This work investigates the zero-shot transferability of Generative Flow Networks (GFlowNets) across arithmetic reasoning tasks, using Game of 24 as the source and Game of 42 as the target task. Method: We systematically analyze GFlowNet generalization via combinatorial search space modeling and a joint diversity–accuracy evaluation framework, complemented by controlled fine-tuning experiments on small- and medium-scale LLMs. Contribution/Results: We find that GFlowNets suffer a 37% drop in solution diversity and a 29% decline in accuracy during cross-task transfer, revealing their strong dependence on task-specific priors—particularly operator distributions and numeric constraints. This is the first systematic identification of flow-structure bottlenecks in symbolic reasoning transfer, challenging the assumption that generative reasoning models admit direct cross-task deployment. Fine-tuning LLMs fails to fundamentally alleviate this limitation.
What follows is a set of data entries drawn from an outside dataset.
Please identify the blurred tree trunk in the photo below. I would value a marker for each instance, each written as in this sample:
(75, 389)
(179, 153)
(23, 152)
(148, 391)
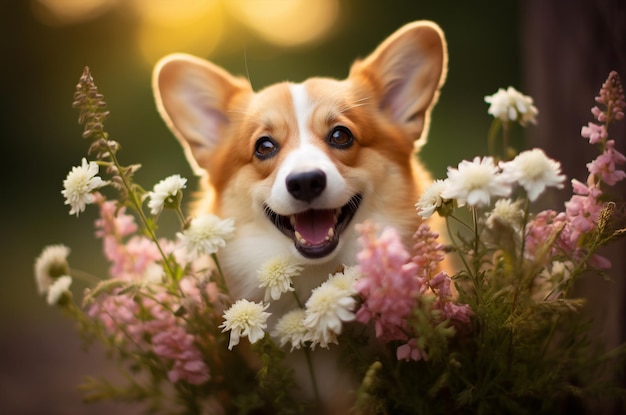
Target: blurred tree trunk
(569, 48)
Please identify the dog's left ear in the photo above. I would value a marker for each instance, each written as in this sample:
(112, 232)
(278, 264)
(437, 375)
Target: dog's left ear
(407, 70)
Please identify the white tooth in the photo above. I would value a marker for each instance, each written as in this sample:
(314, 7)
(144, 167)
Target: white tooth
(299, 238)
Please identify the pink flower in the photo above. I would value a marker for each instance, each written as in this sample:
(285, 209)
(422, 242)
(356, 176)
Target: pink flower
(118, 314)
(583, 209)
(612, 96)
(428, 252)
(171, 342)
(389, 285)
(604, 165)
(411, 351)
(594, 132)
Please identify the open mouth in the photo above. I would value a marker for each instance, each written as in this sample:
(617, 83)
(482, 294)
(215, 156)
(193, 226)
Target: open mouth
(316, 232)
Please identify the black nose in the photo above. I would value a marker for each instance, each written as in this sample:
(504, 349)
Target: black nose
(306, 185)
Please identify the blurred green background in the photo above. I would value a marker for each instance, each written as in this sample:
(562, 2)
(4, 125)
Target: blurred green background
(44, 46)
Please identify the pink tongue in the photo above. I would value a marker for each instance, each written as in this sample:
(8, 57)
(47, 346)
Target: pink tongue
(313, 225)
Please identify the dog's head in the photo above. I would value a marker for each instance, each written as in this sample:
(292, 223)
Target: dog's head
(297, 164)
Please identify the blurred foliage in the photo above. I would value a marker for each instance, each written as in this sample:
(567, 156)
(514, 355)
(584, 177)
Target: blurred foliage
(41, 139)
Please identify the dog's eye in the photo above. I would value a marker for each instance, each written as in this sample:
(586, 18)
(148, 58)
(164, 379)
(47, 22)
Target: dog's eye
(265, 148)
(340, 137)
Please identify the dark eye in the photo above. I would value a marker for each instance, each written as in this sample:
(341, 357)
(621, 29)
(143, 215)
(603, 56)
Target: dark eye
(340, 137)
(265, 148)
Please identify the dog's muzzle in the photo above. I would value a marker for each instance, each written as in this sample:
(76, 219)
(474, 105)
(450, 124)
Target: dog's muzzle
(315, 232)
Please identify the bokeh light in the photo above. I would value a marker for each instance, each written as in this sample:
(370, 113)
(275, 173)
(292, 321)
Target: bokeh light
(200, 26)
(286, 23)
(167, 26)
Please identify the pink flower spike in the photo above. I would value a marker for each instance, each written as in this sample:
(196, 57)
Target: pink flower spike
(411, 351)
(594, 132)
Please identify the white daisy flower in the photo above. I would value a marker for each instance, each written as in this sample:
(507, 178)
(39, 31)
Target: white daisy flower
(276, 275)
(475, 183)
(245, 318)
(206, 234)
(511, 105)
(50, 265)
(290, 329)
(431, 199)
(165, 193)
(325, 310)
(345, 280)
(79, 184)
(506, 211)
(58, 289)
(534, 171)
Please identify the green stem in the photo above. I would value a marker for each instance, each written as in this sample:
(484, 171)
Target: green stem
(476, 242)
(222, 281)
(181, 215)
(137, 205)
(459, 252)
(491, 136)
(309, 363)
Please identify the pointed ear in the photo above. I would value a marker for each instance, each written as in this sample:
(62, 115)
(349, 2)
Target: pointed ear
(407, 71)
(193, 97)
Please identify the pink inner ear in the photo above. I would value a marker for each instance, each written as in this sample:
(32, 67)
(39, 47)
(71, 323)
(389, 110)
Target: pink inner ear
(313, 225)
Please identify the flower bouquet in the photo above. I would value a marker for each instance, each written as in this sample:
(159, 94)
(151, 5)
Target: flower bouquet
(500, 335)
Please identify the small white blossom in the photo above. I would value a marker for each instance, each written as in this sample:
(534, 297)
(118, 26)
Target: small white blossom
(59, 287)
(511, 105)
(506, 211)
(345, 280)
(165, 192)
(290, 329)
(49, 265)
(534, 171)
(206, 234)
(245, 318)
(276, 275)
(79, 184)
(325, 310)
(431, 199)
(475, 183)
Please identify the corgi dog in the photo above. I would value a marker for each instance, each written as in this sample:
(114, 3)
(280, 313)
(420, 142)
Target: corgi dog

Our findings establish a critical empirical benchmark and theoretical caution for the transferability of generative reasoning models.

Generating diverse solutions is key to human-like reasoning, yet autoregressive language models focus on single accurate responses, limiting creativity. GFlowNets optimize solution generation as a flow network, promising greater diversity. Our case study shows their limited zero-shot transferability by fine-tuning small and medium-sized large language models on the Game of 24 and testing them on the Game of 42 datasets. Results revealed that GFlowNets struggle to maintain solution diversity and accuracy, highlighting key limitations in their cross-task generalization and the need for future research in improved transfer learning capabilities.